I see "maximum attempts exceeded to update history" often in front end logs any idea what could be going wrong?

{“level”:“error”,“ts”:“2021-02-02T06:32:34.640Z”,“msg”:“Unknown error”,“service”:“frontend”,“error”:“maximum attempts exceeded to update history”,“logging-call-at”:“workflowHandler.go:3454”,“stacktrace”:“go.temporal.io/server/common/log/loggerimpl.(*loggerImpl).Error\n\t/temporal/common/log/loggerimpl/logger.go:138\ngo.temporal.io/server/service/frontend.(*WorkflowHandler).error\n\t/temporal/service/frontend/workflowHandler.go:3454\ngo.temporal.io/server/service/frontend.(*WorkflowHandler).RespondActivityTaskCompleted\n\t/temporal/service/frontend/workflowHandler.go:1452\ngo.temporal.io/server/service/frontend.(*DCRedirectionHandlerImpl).RespondActivityTaskCompleted.func2\n\t/temporal/service/frontend/dcRedirectionHandler.go:816\ngo.temporal.io/server/service/frontend.(*NoopRedirectionPolicy).WithNamespaceIDRedirect\n\t/temporal/service/frontend/dcRedirectionPolicy.go:111\ngo.temporal.io/server/service/frontend.(*DCRedirectionHandlerImpl).RespondActivityTaskCompleted\n\t/temporal/service/frontend/dcRedirectionHandler.go:812\ngo.temporal.io/api/workflowservice/v1._WorkflowService_RespondActivityTaskCompleted_Handler.func1\n\t/go/pkg/mod/go.temporal.io/api@v1.4.0/workflowservice/v1/service.pb.go:1191\ngo.temporal.io/server/common/authorization.(*interceptor).Interceptor\n\t/temporal/common/authorization/interceptor.go:136\ngoogle.golang.org/grpc.getChainUnaryHandler.func1\n\t/go/pkg/mod/google.golang.org/grpc@v1.34.0/server.go:1051\ngo.temporal.io/server/common/rpc.ServiceErrorInterceptor\n\t/temporal/common/rpc/grpc.go:100\ngoogle.golang.org/grpc.chainUnaryServerInterceptors.func1\n\t/go/pkg/mod/google.golang.org/grpc@v1.34.0/server.go:1037\ngo.temporal.io/api/workflowservice/v1._WorkflowService_RespondActivityTaskCompleted_Handler\n\t/go/pkg/mod/go.temporal.io/api@v1.4.0/workflowservice/v1/service.pb.go:1193\ngoogle.golang.org/grpc.(*Server).processUnaryRPC\n\t/go/pkg/mod/google.golang.org/grpc@v1.34.0/server.go:1210\ngoogle.golang.org/grpc.(*Server).handleStream\n\t/go/pkg/mod/google.golang.org/grpc@v1.34.0/server.go:1533\ngoogle.golang.org/grpc.(*Server).serveStreams.func1.2\n\t/go/pkg/mod/google.golang.org/grpc@v1.34.0/server.go:871”}

That error typically means either Temporal history server is busy or underlying DB is busy. Plz check DB usage.
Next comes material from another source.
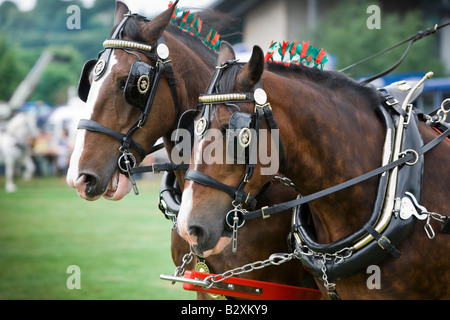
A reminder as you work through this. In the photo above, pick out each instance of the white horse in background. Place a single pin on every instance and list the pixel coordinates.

@Wenquan_Xing I am also facing this issue a lot in production and lot of activities and workflows are failing.
I checked history replica memory CPU its very low. I have 2000 shards and 40 history replicas.
mysql database CPU is under 10% usage.
mysql database has 16vCPUs

not sure what else I should check.
Please help. Thank you so much.

Does anyone have any info on this? Our production environment is impacted right now by this error, and there appears to be no documentation on what to do to fix it.

@Wenquan_Xing ?

Hello @Gordon_Bean I am interested if you found what was your issue and how you solve this

can you check the history service logs?

history service logs should contain more details

Are you able to fix this problem? @madhu am also facing this issue but not able to find the root cause.